It is hard to overstate the importance of the Mississippi River in the urban form of Minneapolis and Saint Paul. Once a source of energy and an important transport route, the river’s main value now is environmental and aesthetic. With the imminent closing of the Upper locks and the Upper Harbor Terminal–basically the Port of Minneapolis– the city has an incredible opportunity to redevelop 43 acres of riverfront land. More land will be available in the future, and the city has an extensive plan–the Above the Falls Master Plan–for developing the riverfront upriver from the Saint Anthony lock and dam.
The immediate plans for the Upper Harbor Terminal do not take full advantage of the area’s potential. Taken as a whole, the Above the Falls Master Plan has some worthy proposals for parks and trails but the plans for commercial and residential development need re-thinking. It would be a shame for Minneapolis to ignore models of waterfront re-development that have worked here, and in many cities abroad.
Fundamentally, the problem with the immediate and long-term upper river plans is that they plan for only moderate density, and make little provision for market demand for the area to be higher than plans anticipate. The Above the Falls plan was written in the early 2000s, before the city entered what is now a sustained building boom in Uptown, Downtown, Saint Anthony and around the University of Minnesota. It is highly likely the authors of the plan did not anticipate the strong demand to live in Minneapolis that has been demonstrated in the last few years. Here’s how dated the original plan is: the website warns you that “it may take a long time to download over a modem”. While the city updated the plan in 2013, the plans continue to reflect an outdated approach to urban planning with proscriptive land use and a view that the city can accurately predict what mix of commercial and residential demand will occur in the future. If Minneapolis is to become Transitopolis and reach a population of 500,000 as the mayor hopes, we need to think bigger about our plans for the Upper River.
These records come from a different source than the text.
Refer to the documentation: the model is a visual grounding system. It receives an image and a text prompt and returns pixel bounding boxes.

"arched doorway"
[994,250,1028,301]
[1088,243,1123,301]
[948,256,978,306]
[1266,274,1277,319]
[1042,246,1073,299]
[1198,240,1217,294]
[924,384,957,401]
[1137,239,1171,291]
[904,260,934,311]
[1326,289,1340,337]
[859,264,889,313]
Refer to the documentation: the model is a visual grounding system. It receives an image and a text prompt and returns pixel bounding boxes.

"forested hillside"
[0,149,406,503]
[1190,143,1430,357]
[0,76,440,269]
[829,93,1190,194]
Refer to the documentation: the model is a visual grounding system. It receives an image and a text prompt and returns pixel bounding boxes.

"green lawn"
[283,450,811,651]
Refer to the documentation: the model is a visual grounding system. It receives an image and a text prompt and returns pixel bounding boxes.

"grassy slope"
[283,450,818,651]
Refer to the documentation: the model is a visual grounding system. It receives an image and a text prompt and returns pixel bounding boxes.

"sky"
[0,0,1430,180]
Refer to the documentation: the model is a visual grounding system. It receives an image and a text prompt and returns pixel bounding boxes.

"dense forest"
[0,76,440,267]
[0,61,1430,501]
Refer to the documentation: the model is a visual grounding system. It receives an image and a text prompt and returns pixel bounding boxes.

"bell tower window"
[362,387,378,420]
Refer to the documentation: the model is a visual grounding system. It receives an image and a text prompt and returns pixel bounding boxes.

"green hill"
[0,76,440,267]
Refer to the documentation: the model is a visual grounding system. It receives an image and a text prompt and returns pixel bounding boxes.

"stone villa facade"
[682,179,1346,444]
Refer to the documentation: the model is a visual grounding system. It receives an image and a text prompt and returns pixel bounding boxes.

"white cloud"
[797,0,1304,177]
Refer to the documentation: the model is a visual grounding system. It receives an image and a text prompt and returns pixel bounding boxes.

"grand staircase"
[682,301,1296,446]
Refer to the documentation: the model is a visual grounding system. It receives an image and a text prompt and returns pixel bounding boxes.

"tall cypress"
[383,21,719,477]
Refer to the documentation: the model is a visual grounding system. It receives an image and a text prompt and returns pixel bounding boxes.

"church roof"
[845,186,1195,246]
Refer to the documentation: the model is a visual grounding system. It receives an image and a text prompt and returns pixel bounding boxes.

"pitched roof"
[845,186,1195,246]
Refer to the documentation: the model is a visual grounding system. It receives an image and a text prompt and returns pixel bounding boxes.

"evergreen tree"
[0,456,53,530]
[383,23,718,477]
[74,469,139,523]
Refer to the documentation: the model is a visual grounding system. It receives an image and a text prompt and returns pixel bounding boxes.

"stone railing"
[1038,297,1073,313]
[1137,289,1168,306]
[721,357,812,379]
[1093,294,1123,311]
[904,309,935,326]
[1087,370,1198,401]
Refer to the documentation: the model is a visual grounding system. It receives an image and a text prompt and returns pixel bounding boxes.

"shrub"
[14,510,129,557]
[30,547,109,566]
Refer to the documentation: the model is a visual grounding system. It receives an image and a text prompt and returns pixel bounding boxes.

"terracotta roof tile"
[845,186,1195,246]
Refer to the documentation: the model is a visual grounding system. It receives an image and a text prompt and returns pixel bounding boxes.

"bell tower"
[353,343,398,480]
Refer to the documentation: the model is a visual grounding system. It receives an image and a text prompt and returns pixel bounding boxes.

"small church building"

Good transit or walking connections help sustain demand in Minneapolis’ growing areas, while the upper river area currently has poor transit access. However, much of the upper river area is just 2-3 miles from downtown, making active commuting (walking, biking, running) a possibility for many. While Minneapolis envisions growth to 500,000 along existing transit corridors, the upper riverfront should be another area in which higher density is permitted. The geometry of the area permits cost-effective transit when demand warrants. Buses running down Washington or 2nd on the west bank of the river could serve that area easily, and Marshall performs a similar role on the east bank.
The immediate plans for the Upper Harbor Terminal–43 acres on a mile of riverfront land–envision a business park. This oxymoronic phrase gets to the heart of the problem. What the city is proposing is developing prime waterfront land in a low density single-use format. Without any residential development planned on this site, what Minneapolis is proposing is a suburban office development, but with river views. This is a wasted opportunity. Around the world, and in Minneapolis itself, people pay a significant premium to live with water views, and a slightly smaller premium to live near the water. With a mile of developable land along the river, Minneapolis has an incredible opportunity to let thousands of people live near the river if the demand is there. The views of the downtown Minneapolis skyline and the river between the Lowry and Broadway bridges can be stunning. We should let more people live there and enjoy them.
Let’s recognize the positive elements of the Above the Falls master plan, and what has already been achieved on Minneapolis’ riverfront. The master plan envisages the continuation of existing riverfront trails for biking and walking all the way up the river. These trails can serve as both recreational and transport corridors for cyclists and pedestrians. The trails will be paralleled by a linear park, with the width and flora varying along the way depending upon the flood plain. In this respect, the plan builds on what already exists in parts of the area. But the plan seems to ignore the precedent of St Anthony Main that should be a model for development further up the river.
In the St Anthony Main area, a recreational trail and linear park front the river. Immediately across the road, within 50 yards of the river in some places, there are high density mixed-use buildings. In the past year, several new apartment buildings have been built in the area, bringing more residents and increased vitality. The Above the Falls plan mentions St Anthony Main but does not see it as a precedent. The plan for land use on about 4 miles of riverfront envisages a mix of residential and commercial uses, but separates those uses, sets them further back from the river than has been successful here and elsewhere, and proposes less density.
The success of St Anthony Main is unsurprising. It has the same features as other successful waterfront re-developments in Toronto, Vancouver, Sydney, Wellington, Auckland and London. Those features are public access to the water, a lengthy but narrow trail and park along the water, moderately sized buildings (3-6 stories) immediately beside the park, stepping back to significantly taller (10-30 stories) buildings in the second row of buildings back from the water.
By contrast, the Above the Falls master plan, as pictured above, envisages mostly low-rise buildings and townhome development, in which many people will be near the river but not be able to see it from inside. Despite planning for an extensive linear park, it shows residential development buffered by larger setbacks. If implemented it will be a missed opportunity. If people are willing to pay for a view of lakes, they will probably be willing to pay for our more interesting views of the Mississippi River, and the Minneapolis skyline to the south. Let’s rethink the plans we have for this area and allow for significantly higher densities than what is proposed.